Parmi la population active de l’Equateur (qui atteint 55,5 % de la population totale), 57 % n’a pas de travail stable, c’est-à-dire qu’elle est ballottée entre le travail informel (vendre n’importe quoi dans la rue), le travail précaire et la zone des traîne-misère privés de tout…

Mais même les travailleurs qui ont un travail fixe n’ont pas de revenus suffisants pour subvenir à leurs besoins les plus élémentaires. Le salaire d’un travailleur “qualifié” (bac technique ou autre qualification professionnelle) est de 280 dollars par mois, celui d’un médecin issu de l’université après sept années d’études varie entre 500 et 700 dollars mensuels. Les seuls qui ont vu leurs salaires augmenter sont les forces de police. Correa a décrété une augmentation de salaires des militaires qui varie de 5 à 25 %. Aujourd’hui, un simple soldat issu des casernes d’instruction militaire, entraîné à tuer, touche un salaire de 900 dollars mensuels.

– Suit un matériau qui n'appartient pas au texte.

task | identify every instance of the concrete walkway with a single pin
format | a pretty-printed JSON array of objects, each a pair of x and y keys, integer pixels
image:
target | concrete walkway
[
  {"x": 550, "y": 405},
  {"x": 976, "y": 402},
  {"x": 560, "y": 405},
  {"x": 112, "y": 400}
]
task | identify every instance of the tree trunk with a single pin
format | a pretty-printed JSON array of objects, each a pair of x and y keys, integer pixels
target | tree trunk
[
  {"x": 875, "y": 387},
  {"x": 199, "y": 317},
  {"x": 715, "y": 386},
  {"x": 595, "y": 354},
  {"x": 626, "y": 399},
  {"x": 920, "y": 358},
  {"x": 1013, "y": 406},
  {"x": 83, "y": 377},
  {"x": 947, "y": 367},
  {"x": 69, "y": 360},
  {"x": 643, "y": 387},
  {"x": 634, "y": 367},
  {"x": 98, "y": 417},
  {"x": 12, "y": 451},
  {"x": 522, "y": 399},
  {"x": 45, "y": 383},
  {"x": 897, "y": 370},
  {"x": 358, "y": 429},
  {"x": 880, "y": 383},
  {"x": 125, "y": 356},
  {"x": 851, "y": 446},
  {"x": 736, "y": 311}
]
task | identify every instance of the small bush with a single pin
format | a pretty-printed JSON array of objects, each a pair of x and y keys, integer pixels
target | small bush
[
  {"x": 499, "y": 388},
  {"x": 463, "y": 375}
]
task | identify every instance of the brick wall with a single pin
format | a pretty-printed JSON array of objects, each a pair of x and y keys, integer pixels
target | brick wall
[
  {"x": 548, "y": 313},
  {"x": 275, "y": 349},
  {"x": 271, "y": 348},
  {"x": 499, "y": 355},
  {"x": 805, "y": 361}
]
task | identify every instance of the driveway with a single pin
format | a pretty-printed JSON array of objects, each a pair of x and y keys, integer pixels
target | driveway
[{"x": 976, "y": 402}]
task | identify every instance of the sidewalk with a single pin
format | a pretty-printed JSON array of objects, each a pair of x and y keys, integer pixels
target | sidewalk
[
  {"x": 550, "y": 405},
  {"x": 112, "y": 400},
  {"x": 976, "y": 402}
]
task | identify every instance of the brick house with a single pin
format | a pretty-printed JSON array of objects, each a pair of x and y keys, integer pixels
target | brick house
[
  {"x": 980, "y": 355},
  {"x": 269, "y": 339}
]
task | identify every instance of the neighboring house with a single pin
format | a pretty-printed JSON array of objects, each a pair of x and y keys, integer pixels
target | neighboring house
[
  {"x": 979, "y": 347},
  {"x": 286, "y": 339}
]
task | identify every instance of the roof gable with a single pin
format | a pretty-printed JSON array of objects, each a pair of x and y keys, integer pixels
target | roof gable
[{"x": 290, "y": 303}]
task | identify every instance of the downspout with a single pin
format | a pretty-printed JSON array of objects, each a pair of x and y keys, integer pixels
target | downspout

C’est là l’essence du “corréisme”, enveloppé dans cette aberration baptisée “révolution citoyenne”, qui fait partie de cette ignoble et abominable idéologie du “socialisme du xxi siècle” cher à Chavez.

Les promesses de Correa et des idéologues du “socialisme du xxiee siècle” ne sont pas des options valables pour les travailleurs, seule leur lutte peut tracer une perspective propre contenant un vrai futur.

Internacionalismo-Equateur (mars 2012)

 

1 Rafaël Correa Delgado, ancien professeur d’économie politique, formé en Europe et aux Etats-Unis, est issu du sérail de la bourgeoisie. Devenu conseiller du président puis ministre des Finances sous le régime Palacio, se présentant comme “chrétien de gauche et humaniste”, il se fait remarquer par sa brève “croisade” idéologique contre les diktats du FMI et de la Banque mondiale. Porté à la tête d’une coalition entre différents partis de gauche, il est élu au 2e tour des élections présidentielles d’octobre 2006 et se retrouve à la tête de l’Etat équatorien depuis mars 2007. Il réforme la Constitution et se fait réélire dès le 1er tour de nouvelles élections présidentielles anticipées qu’il a provoquées en avril 2009 (NDLR).

2 “Compra de renuncias obligatorias”, facilitant les licenciements.